The demand has grown on a worldwide basis. The US Department of Defence, for instance, has launched its Unique Identification (UID) programme, making automatic identification mandatory for any purchase that costs more than $5000, has a serial number, or is mission critical. For Pryor, the trend represents a resounding justification of its investment in the new technology.
“So, in addition to type punches, engraving and marking machines, we are now building an international traceability business,” said Andrew. “But since we have to supply globally yet support locally, we’ve had the challenge of finding suitable partners around the world with the technical ability to provide that support. Joint ventures have therefore become essential to our strategy and to the future of the business here in the UK. One joint venture is in Pune, India, where Marks Pryor Marking Technology has Asia as its territory, providing a regional centre of excellence and forming strategic partnerships across the continent. The other is in North America, where Monode Pryor Traceability serves the US, Canada and Mexico. We in Sheffield will act in the same way as a hub for Europe. What remains is China, where we still rely on our old network of distributors.”

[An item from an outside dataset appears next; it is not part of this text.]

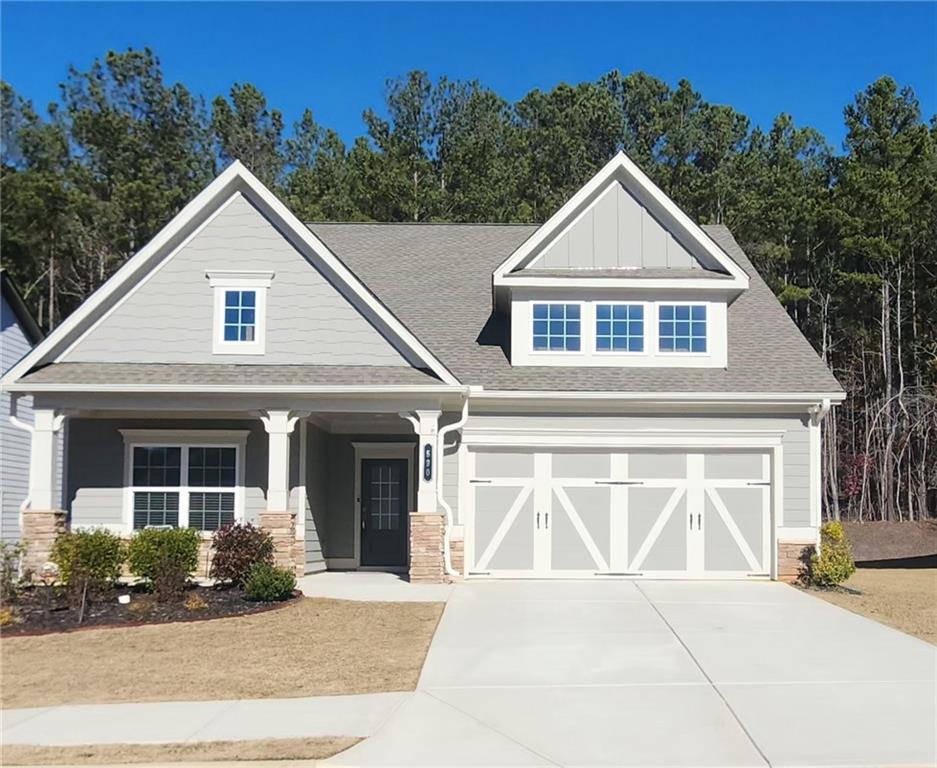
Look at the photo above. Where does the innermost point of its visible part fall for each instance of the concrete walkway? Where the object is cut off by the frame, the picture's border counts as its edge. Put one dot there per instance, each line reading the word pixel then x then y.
pixel 190 721
pixel 371 586
pixel 660 674
pixel 596 673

In time, a centre of excellence will be established there too, but, for the present, two joint ventures represent challenge enough for what is at heart a Sheffield SME with 150 people – especially since it’s a business that faces issues on the home front too.
“Margins on the standard products are thin and they were being eroded,” Andrew explained. “We needed to move into higher value-added applications, and traceability technology has high value. Our future in the UK depends on it. So we aim to exploit the lifetime of commodity products and restore their margin by manufacturing offshore, while building up here the business that’s based on the new technology.”
That makes particular sense, he continued, from the point of view of energy. “The traditional work all involves heat treatment, and the associated energy costs have more than doubled. That reduces margins to the point where a business is only marginally viable and is the factor, above all, that has driven us to India. Moving the manufacture of commodity products there will significantly reduce our energy requirements here.”
What has emerged from all the changes, he concluded, is a new sense of identity. “Though Pryor started life as a marking company, it was always concerned with product identification and the tracking of parts. I now see it increasingly as a traceability business, and we’re winning custom on that basis. We’re working with some major blue chip companies, winning contracts against international competition. On three occasions now we’ve been selected as preferred supplier, because we’re the only organisation that can offer a total solution covering both marking and vision systems, and because our ability to provide global coverage with local support is unmatched. We looked at our traditional business, saw that it would run down in time, and took the decision to invest heavily in new technologies. That’s something our competitors haven’t done, and it’s something that’s communicating itself to the customer.”